(Australian Associated Press)
ANZ has downgraded its iron ore and coking coal price forecasts for the next two years because of lower growth predictions for China.
The bank said it had reduced its iron ore and coking coal prices by five to 13 per cent for 2016 and 2017.
A downward revision in Chinese growth forecasts had prompted ANZ to lower its global steel demand outlook and assume that Chinese steel consumption peaked last year from a previous forecast of 2020.
“In iron ore in particular we see little upside in prices for the next few years,” ANZ analysts said.

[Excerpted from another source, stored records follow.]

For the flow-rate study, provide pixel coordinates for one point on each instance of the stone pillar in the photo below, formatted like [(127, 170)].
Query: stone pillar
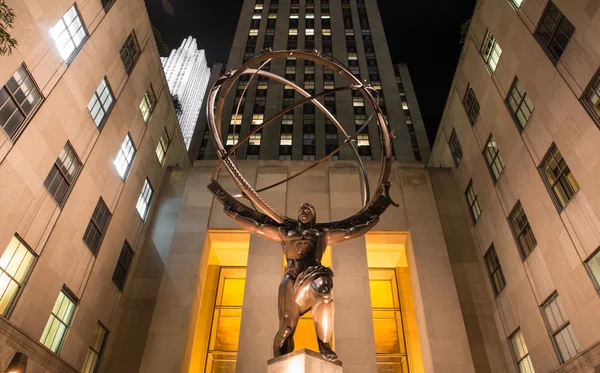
[(263, 274), (354, 341)]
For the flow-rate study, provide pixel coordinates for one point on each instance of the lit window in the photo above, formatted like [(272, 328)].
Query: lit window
[(62, 176), (491, 52), (19, 100), (122, 267), (143, 204), (15, 265), (94, 233), (59, 322), (162, 147), (101, 103), (554, 32), (95, 351), (148, 103), (560, 329), (495, 270), (558, 177), (522, 230), (473, 202), (520, 352), (493, 159), (125, 157), (69, 33)]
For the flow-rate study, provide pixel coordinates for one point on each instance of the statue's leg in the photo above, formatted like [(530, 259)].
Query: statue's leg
[(289, 314), (323, 313)]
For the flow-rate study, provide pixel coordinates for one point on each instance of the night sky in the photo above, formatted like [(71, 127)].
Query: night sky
[(423, 33)]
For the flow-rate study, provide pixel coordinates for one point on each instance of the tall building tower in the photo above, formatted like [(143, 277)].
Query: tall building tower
[(349, 31), (187, 74)]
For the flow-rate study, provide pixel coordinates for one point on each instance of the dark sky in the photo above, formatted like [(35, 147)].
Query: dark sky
[(422, 33)]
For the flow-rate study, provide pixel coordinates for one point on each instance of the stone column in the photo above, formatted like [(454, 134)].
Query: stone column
[(354, 341)]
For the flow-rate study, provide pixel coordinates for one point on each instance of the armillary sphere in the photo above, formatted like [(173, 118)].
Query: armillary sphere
[(372, 204)]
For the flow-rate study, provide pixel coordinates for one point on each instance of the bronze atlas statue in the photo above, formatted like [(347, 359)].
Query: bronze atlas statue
[(306, 284)]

The bank predicts iron ore prices will be essentially flat for the next two years, at an average of around $55 a tonne, after rising at the end of 2015 and falling in 2016 and 2017.
ANZ analysts said they had pared back China steel consumption forecasts by three to 3.5 per cent over the next four to five years.
Stronger-than-expected Chinese steel exports had also weighed heavily on global steel prices, putting pressure on already weak iron ore and coal prices.
“While we still see steel demand recovering mildly in the later part of the decade, in-line with a less sluggish housing market, we now forecast that peak steel consumption occurred in 2014 from a previous forecast of 2020,” the analysts said.
Price falls for coking coal, which is used in steel production, are likely to accelerate over the next two years.
The bank added that strugglingly Chinese steel mills had no wriggle room to accept higher raw material prices particularly if steel prices fall.